AWS beefs up security with new bouncer named Macie
Amazon Web Services (AWS) has launched a new machine learning-based security service, which it claims will help customers identify anomalies inside their network, reports Telecoms.com (Banking Technology‘s sister publication).
The launch comes only a month after its S3 storage hit the headlines for all the wrong reasons, as Verizon customer data was left on an unsecured Amazon database, accessible by anyone who knew how to. It is highly unlikely this offering was developed as a result of this story, but it is a nice coincidence.
The team claim Amazon Macie can help customers automatically discover, classify, and protect sensitive data in AWS. Using machine learning algorithms, the programme recognises information which would be deemed personal, such as personally identifiable information (full names, addresses, credit card numbers or IP addresses for example) or intellectual property, and creates dashboards to notify the customer as to how this data is being accessed or moved.
“When a customer has a significant amount of content stored in Amazon S3, identifying and classifying all of the potentially sensitive data can feel a bit like finding needles in a very large haystack – especially with monitoring tools that aren’t smart enough to effectively automate what is now a very manual process,” says Stephen Schmidt, CISO of AWS.
“Amazon Macie approaches information security in a more intelligent way. By using machine learning to understand the content and user behaviour of each organisation, Amazon Macie can cut through huge volumes of data with better visibility and more accurate alerts, allowing customers to focus on securing their sensitive information instead of wasting time trying to find it.”
In short, the programme takes the leg work out of the initial processes of securing information, before setting up rules to understand who should be able to access and move the data. This is often the most complicated task of any security protocols as it should not be viewed as unusual if a security team is not aware of what information the company actually holds. It should be unusual, but due to the colossal amounts of data organisations now store, knowing what everything this or how sensitive it is, is a monstrous and time consuming task.
Identifying and labelling the data is one of the labour-intensive tasks, as is monitoring who accesses this information. Using machine learning techniques again, AWS claims Macie monitors things such as user authentication, locations, and times of access to develop a baseline for future alerts. Should there be anomalies with any of the identifiers, this could be evidence of a data breach.
The world of artificial intelligence (AI) will play a significant role in security purely because of how big and thankless the task is. Perimeters are getting bigger, companies are collecting more information and with new regulations on the horizon (such as EU GDPR) the management of this data becomes ever more complicated. There is simply too much work to do for a team of humans to manage these challenges, at least until views on security change and more investment is realised.
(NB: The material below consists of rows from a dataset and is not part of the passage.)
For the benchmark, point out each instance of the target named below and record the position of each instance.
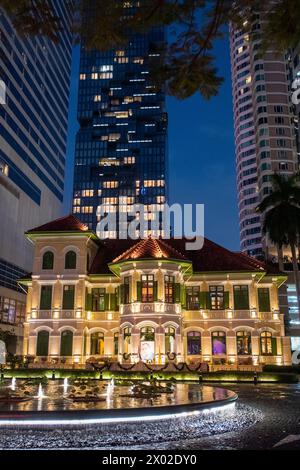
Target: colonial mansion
(148, 300)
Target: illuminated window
(105, 75)
(122, 60)
(138, 60)
(216, 297)
(48, 260)
(106, 68)
(110, 184)
(218, 343)
(147, 288)
(128, 99)
(110, 200)
(70, 260)
(267, 344)
(127, 339)
(114, 137)
(87, 193)
(97, 344)
(121, 114)
(194, 343)
(87, 209)
(243, 343)
(129, 160)
(169, 288)
(109, 162)
(169, 340)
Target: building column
(286, 351)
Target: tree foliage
(188, 62)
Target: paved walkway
(279, 428)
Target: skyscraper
(265, 124)
(121, 147)
(264, 130)
(35, 73)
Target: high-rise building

This is a good example of how AI can help humans without costing any jobs as it is an area which is vastly under-resourced at the moment. However, it does not address the base concern of security being on the backfoot. This is a reactionary defence-system. It isn’t proactively reinforcing the perimeter to increase security, it is simply notifying the security team of a potential breach and recommending a resolution. The breach may have already happened.
Security is an incredibly complicated area, and as the previous paragraph shows, it is a thankless one. Job done is phrase which will never exist here, as the shortcomings of every update will be pointed out. Security professionals are still on the backfoot, but this is certainly a step in the right direction.